If you choose to use pure cloud provider tools, you’ll likely reach for tools like AWS CloudWatch, AWS QuickSight, or Azure Log Analytics. All of them aim to process any volume of source data and visualize and offer it to users based on your preferences and requirements.
The next step for optimal work with audit logs will probably be the definition of specific notification rules. For example, it would be interesting to see the rate of failed attempts (access denied) over individual accounts, which may indicate that a user is trying to do something they shouldn’t.
Another example might be the notification of key operations over production resources, but there is no limit to your imagination and you can certainly come up with many other interesting scenarios.
External tools for processing audit logs
Nowadays, there are a wide range of external tools that can be used to analyze audit logs. The primary difference from native cloud tools is a certain higher level of “intelligence”, pre-made repots and templates, and support for different environments, which is useful for those of you running multi-cloud environments.
For me personally, I would recommend taking a look at the following tools:
The individual tools differ from each other, especially in terms of the additional security features offered. There is certainly no perfect tool, each has its pluses and minuses. I definitely recommend to deploy the selected tool in a Proof of Concept implementation and thoroughly test all the required features before the final implementation.
Application audit logs
The second area you should cover is audit logs within the application itself. Here the situation is a bit more complicated because each application is unique. In general, you should be able to identify within the audit logs every user action performed in the application itself, such as:
- Execution of a business event
- Access to application data
- Calling a key operation
- Change of data
But how to achieve this? Here, it will probably be up to the application development team to decide what technology or approach to use. Functionality for collecting application audit logs can be implemented purely “internally”, i.e. within the development of the application itself, or you can use services offered directly by cloud providers.
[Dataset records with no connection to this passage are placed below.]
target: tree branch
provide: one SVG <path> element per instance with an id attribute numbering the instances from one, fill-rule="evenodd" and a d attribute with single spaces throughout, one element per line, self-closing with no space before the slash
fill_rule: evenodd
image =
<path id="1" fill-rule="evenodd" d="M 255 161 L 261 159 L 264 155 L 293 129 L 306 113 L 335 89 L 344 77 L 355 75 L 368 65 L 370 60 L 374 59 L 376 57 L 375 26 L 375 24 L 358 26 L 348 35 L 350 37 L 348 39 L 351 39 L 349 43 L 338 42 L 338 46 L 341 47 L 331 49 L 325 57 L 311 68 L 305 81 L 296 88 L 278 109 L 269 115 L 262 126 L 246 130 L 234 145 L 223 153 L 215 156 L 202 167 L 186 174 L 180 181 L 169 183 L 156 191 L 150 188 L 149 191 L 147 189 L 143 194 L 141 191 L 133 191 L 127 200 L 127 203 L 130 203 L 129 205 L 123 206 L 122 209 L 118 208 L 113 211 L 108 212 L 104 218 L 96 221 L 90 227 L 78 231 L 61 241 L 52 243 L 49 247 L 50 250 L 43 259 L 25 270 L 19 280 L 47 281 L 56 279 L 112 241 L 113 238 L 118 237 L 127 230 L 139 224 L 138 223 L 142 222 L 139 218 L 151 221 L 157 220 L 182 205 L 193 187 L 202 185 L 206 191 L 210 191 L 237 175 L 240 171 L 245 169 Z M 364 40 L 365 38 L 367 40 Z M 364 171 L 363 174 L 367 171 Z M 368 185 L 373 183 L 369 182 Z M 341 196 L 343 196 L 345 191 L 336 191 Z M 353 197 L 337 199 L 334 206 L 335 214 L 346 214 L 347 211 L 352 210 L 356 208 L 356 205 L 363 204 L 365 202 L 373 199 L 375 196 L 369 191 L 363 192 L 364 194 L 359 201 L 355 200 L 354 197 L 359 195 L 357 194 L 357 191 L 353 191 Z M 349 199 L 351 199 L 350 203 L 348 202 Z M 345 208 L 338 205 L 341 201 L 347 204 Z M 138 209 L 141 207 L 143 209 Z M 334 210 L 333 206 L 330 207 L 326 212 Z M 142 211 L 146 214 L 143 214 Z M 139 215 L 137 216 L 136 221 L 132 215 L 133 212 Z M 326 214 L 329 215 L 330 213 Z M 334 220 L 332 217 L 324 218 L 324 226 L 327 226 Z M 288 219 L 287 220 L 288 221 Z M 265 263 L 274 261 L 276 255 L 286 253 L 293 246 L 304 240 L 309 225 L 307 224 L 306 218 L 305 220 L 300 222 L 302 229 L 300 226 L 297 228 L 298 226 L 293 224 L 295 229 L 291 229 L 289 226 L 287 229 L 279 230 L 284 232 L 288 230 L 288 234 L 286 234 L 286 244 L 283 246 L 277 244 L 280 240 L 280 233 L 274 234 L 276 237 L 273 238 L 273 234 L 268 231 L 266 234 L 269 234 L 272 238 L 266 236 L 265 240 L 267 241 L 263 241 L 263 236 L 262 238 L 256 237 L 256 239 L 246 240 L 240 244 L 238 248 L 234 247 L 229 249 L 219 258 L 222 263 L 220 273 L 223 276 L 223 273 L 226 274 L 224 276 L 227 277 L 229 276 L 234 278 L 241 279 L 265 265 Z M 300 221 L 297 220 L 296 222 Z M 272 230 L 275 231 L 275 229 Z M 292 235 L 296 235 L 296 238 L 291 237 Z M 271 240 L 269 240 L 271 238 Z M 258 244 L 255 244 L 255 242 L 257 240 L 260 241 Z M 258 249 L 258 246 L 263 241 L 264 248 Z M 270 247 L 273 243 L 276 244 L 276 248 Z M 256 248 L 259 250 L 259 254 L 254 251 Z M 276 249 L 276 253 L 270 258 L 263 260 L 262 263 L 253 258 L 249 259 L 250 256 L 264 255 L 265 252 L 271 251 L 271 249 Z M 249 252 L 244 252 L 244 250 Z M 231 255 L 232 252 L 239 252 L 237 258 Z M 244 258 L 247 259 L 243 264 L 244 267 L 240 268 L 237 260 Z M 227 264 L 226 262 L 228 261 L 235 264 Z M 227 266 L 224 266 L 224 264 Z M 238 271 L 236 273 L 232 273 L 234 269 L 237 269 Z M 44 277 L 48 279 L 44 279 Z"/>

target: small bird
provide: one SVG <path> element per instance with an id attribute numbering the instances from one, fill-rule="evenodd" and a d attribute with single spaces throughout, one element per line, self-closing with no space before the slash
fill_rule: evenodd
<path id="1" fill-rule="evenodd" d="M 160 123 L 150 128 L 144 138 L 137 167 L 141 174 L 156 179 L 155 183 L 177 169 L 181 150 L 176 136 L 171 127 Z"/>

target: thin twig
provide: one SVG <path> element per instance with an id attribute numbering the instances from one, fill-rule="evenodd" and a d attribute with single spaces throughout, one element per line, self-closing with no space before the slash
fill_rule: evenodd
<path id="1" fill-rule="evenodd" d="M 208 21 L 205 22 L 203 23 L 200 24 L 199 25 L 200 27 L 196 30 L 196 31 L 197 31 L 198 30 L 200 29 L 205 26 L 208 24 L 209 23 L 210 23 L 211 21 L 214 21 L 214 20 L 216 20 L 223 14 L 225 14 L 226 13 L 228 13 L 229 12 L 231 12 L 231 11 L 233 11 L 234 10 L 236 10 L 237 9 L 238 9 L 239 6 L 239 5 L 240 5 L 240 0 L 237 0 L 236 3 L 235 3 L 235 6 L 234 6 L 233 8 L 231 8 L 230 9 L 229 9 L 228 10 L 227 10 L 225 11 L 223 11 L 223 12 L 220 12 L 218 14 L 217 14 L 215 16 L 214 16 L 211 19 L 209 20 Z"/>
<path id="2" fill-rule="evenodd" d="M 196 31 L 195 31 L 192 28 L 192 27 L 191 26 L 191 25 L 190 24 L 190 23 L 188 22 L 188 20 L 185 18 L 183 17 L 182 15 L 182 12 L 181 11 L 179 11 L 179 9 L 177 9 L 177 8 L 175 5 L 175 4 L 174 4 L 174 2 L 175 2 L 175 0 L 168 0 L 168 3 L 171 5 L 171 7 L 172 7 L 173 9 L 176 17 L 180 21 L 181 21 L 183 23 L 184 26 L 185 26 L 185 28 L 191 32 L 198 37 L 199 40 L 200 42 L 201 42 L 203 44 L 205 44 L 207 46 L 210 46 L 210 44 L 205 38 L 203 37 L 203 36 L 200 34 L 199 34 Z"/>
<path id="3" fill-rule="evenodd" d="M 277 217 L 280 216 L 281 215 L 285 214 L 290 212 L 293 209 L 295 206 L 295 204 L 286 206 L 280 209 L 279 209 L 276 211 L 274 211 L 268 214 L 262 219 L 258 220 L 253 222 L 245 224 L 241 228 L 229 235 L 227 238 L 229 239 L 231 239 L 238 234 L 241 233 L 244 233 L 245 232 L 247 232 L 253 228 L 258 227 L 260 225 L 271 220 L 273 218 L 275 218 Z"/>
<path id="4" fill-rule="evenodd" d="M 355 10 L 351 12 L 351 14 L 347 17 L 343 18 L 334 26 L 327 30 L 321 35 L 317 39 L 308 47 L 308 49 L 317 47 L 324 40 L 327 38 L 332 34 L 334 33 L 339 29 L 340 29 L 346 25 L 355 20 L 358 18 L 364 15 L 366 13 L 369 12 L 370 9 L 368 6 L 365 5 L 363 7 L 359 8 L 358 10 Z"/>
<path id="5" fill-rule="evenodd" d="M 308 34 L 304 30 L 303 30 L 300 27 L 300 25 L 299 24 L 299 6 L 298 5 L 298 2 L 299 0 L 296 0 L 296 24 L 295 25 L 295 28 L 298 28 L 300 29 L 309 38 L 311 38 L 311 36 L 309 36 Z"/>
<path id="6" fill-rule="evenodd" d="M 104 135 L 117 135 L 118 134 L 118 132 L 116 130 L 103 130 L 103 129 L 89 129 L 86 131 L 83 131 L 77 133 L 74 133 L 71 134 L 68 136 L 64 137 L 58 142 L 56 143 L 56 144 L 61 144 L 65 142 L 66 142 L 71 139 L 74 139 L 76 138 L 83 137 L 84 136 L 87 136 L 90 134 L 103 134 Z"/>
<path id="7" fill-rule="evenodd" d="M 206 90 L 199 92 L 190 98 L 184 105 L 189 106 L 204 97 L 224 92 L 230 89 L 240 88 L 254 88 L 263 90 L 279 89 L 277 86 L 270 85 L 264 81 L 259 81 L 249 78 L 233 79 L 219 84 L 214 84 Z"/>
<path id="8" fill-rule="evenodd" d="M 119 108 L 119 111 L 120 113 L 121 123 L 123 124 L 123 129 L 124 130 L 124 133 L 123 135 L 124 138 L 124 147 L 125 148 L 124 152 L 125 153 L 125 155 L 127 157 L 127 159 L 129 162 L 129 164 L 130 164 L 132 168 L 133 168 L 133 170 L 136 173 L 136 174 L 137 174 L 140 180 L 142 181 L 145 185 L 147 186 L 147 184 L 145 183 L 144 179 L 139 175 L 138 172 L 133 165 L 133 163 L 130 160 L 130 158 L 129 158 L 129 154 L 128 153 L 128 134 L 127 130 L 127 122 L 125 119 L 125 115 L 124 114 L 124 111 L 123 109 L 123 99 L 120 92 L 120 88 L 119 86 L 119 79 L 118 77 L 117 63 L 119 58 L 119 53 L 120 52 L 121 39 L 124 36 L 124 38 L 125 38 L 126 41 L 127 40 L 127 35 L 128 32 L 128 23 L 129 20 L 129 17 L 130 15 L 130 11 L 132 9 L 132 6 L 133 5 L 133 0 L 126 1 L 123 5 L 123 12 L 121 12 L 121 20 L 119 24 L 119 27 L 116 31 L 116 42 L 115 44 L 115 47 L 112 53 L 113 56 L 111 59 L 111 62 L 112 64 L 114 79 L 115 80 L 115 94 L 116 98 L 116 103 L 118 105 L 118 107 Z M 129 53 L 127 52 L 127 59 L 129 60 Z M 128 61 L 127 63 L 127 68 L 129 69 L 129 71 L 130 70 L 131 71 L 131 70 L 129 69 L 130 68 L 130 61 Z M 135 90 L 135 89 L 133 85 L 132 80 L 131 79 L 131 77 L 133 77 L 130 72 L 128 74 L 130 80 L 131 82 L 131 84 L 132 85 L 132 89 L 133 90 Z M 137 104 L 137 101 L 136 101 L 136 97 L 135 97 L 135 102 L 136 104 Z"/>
Here I would like to mention AWS X-Ray and Azure AppInisghts. Although these services are not focused on the area of application auditing (their primary use is for application monitoring), but thanks to the fact that with proper implementation they “see in detail” into the application itself, it can be relatively easy to create your own “audit logic”.
How to process and evaluate these audit records? It’s similar to environmental audit trails – you can use, for example, Azure Log Analytics and visualize the data or reach for standard log management tools such as Splunk or ELK Stack (Elasticsearch, Logstash and Kibana).
What do you use?
Audit logs are not magic, and they are remarkably easy to work with in the cloud because they are available to you automatically. Don’t forget them, store them and process them. They will come in handy! And the next time someone asks you, “Who was that?!”, you won’t have to think long.
What tools do you use? Do you only use the native tools of each cloud provider, or do you also use other technologies and tools? I will be glad for any comments and especially personal experience.
And what can you look forward to next? In the following article we will take a look at the detailed possibilities of cloud monitoring and my colleague Jakub Procházka will introduce in detail some of the tools I mentioned in this part of the Cloud Encyclopedia. All previous chapters of the series can be found here.
This is a machine translation. Please excuse any possible errors.